If the piston was difficult to push into the body of the TCT, and the teeth were in good shape, then id say youre good to go without further ado!

Ba82Ep3
08-01-2012, 10:04 AM
Oh and incidentally... that pic i provided earlier was of all new guides, TCT, and chain. The cam gears were used as was the lower sprocket. If you look closely you can see a litle bit of variance between the markings on the IN and EX gears... thats the wear variance of the used parts, as minimal as it is.

SkareKrow
08-15-2012, 11:30 AM
Ok update. The ep did not start. fail fail fail!:facepalm: Mep..Checked the fuel rail and its got gas. Spark Plugs are autolites since I just wanted to get the ep running for a bit before doing a few tune ups.
Fuses are good. Ive got enough ground unless I am grouding wrong places.
New Battery. Going to checked the Idle Air Control Valve (IACV) today then with all the connections. I also connected an obd2 reader but fail. No codes. MIL is good. :msad: Ill post a video of the grounding and pictures of what everything looks like. Also forgot to mention I replaced the 15amp IG Coil Fuse which was blown but good. Next step:bump: for some good opinions. :thumbu:

¶SK¬

los
08-17-2012, 07:23 AM
bump car wont start need help with normal start up issues any ideas or suggestions on what to check for ??

SkareKrow
08-17-2012, 10:17 AM
bump car wont start need help with normal start up issues any ideas or suggestions on what to check for ??

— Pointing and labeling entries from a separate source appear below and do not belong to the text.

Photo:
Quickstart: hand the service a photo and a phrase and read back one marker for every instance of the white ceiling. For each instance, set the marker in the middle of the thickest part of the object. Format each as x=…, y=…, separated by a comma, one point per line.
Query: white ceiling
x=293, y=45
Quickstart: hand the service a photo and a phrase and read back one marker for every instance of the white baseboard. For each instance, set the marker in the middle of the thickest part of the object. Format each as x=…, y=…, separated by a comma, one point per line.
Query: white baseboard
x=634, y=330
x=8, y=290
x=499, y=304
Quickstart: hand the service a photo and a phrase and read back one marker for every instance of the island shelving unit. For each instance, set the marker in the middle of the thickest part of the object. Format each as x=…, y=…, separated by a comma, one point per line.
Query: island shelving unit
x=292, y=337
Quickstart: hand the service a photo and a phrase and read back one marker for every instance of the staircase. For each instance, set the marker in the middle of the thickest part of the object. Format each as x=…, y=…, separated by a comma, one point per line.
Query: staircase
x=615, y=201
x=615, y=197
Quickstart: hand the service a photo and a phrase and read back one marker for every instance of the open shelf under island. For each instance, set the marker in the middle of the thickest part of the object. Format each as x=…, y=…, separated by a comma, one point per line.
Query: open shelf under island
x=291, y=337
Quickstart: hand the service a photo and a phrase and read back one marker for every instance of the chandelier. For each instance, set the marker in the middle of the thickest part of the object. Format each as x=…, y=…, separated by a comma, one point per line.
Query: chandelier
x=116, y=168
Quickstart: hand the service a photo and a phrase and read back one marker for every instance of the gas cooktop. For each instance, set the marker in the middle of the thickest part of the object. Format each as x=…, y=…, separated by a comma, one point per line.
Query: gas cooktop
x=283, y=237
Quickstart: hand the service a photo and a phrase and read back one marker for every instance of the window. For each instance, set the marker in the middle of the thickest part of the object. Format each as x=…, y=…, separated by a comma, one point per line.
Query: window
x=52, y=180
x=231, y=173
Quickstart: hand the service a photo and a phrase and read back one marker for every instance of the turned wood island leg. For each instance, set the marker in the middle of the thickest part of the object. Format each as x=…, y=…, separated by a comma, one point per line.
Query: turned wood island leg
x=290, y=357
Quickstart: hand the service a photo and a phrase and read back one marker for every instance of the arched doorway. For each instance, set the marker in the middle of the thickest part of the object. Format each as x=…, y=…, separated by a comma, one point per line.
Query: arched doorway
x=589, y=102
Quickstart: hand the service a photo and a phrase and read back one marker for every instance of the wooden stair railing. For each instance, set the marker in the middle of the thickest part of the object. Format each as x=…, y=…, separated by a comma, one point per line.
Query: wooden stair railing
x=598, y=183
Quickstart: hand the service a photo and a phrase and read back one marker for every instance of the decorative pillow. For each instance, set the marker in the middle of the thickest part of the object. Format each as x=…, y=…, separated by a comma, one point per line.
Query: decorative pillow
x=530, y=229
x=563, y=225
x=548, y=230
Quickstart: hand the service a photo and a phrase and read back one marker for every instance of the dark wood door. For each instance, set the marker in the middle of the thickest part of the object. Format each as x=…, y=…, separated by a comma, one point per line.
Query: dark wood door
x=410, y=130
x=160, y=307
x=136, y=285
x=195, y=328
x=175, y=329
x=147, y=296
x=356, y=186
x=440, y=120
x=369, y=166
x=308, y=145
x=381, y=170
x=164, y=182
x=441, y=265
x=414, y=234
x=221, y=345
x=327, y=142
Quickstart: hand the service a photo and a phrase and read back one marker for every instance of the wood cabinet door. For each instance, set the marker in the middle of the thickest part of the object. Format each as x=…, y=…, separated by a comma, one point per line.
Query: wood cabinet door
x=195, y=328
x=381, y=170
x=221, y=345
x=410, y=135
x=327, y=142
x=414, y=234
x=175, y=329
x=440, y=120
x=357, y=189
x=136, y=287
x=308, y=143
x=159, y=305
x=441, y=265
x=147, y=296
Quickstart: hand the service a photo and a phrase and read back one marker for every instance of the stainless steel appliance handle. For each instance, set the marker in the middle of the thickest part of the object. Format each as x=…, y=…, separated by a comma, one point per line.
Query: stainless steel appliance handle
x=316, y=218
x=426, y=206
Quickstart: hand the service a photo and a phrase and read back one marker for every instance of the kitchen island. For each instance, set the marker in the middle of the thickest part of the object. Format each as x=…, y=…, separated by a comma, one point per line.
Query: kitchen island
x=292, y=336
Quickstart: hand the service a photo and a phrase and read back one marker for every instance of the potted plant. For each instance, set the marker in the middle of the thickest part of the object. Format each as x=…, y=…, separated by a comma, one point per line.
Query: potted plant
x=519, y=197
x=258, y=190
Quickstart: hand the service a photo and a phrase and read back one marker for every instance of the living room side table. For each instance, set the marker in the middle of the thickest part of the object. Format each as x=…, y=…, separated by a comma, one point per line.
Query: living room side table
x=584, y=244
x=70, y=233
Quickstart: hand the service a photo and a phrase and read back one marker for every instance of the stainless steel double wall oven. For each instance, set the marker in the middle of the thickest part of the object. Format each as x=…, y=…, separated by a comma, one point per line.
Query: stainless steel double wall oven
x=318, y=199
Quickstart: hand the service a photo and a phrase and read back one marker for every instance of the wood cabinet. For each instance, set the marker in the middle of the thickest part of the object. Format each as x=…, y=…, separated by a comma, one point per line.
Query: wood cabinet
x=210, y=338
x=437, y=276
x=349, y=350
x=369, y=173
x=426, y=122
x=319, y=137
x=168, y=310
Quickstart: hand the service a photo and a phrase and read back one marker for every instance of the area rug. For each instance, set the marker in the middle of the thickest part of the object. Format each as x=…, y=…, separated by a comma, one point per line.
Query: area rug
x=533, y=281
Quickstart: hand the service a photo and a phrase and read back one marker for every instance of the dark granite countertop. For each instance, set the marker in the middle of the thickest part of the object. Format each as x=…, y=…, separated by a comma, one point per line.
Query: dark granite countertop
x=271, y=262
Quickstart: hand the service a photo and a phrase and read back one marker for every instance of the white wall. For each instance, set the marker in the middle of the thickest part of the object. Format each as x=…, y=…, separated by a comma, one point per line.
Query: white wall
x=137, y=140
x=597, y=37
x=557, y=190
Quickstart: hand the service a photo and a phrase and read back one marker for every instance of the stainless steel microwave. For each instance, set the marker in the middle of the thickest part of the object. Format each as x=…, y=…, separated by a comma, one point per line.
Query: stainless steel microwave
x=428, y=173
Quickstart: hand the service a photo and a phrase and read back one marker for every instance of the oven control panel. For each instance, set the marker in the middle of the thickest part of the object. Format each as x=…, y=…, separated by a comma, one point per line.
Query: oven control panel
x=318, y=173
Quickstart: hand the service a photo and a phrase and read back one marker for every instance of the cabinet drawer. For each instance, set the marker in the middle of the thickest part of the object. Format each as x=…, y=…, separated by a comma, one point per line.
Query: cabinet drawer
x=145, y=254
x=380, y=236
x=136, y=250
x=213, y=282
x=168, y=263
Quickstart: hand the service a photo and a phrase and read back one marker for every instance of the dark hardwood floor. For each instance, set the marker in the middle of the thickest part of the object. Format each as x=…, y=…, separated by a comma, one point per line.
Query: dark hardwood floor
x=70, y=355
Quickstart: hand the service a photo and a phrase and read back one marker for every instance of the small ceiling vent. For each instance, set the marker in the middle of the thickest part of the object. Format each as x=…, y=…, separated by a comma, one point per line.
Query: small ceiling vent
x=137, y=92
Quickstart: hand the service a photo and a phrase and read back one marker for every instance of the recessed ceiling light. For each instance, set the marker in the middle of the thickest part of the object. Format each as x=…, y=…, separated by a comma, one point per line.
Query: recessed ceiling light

Hey los check out that k20a.org thread. Ill post a link.

¶SK¬

los
08-19-2012, 07:54 PM
link ?

SkareKrow
08-20-2012, 08:30 AM
link ?

http://www.k20a.org/forum/showthread.php?t=106504


I am updating both posts. :)

¶SK¬

SkareKrow
08-23-2012, 10:27 AM
Update.

Car is running but tossing two codes as it idles from 1k to 2k. Ill post video soon. Also need to order exhaust manifold gasket. :) The reason the car was not turning on is....


Valves were not adjusted properly... I messed up. Since I did a compression test:

Cylinder 1 = 95
Cylinder 2 = 65
Cylinder 3 = 65
Cylinder 4 = 65
They should all be ± around 135psi...

I googled it and on some motorcycles forum said it was adjustment of valves can give bad reading.. Did them an Voila! Ep started. I feel less stressed out. :smile:


Codes CEL throwing:

P0505
P1505

PCV and IACV... Have to figure these two out. :mwink: Car is almost up and running also any aftermarket... Exhaust Manifold Gaskets?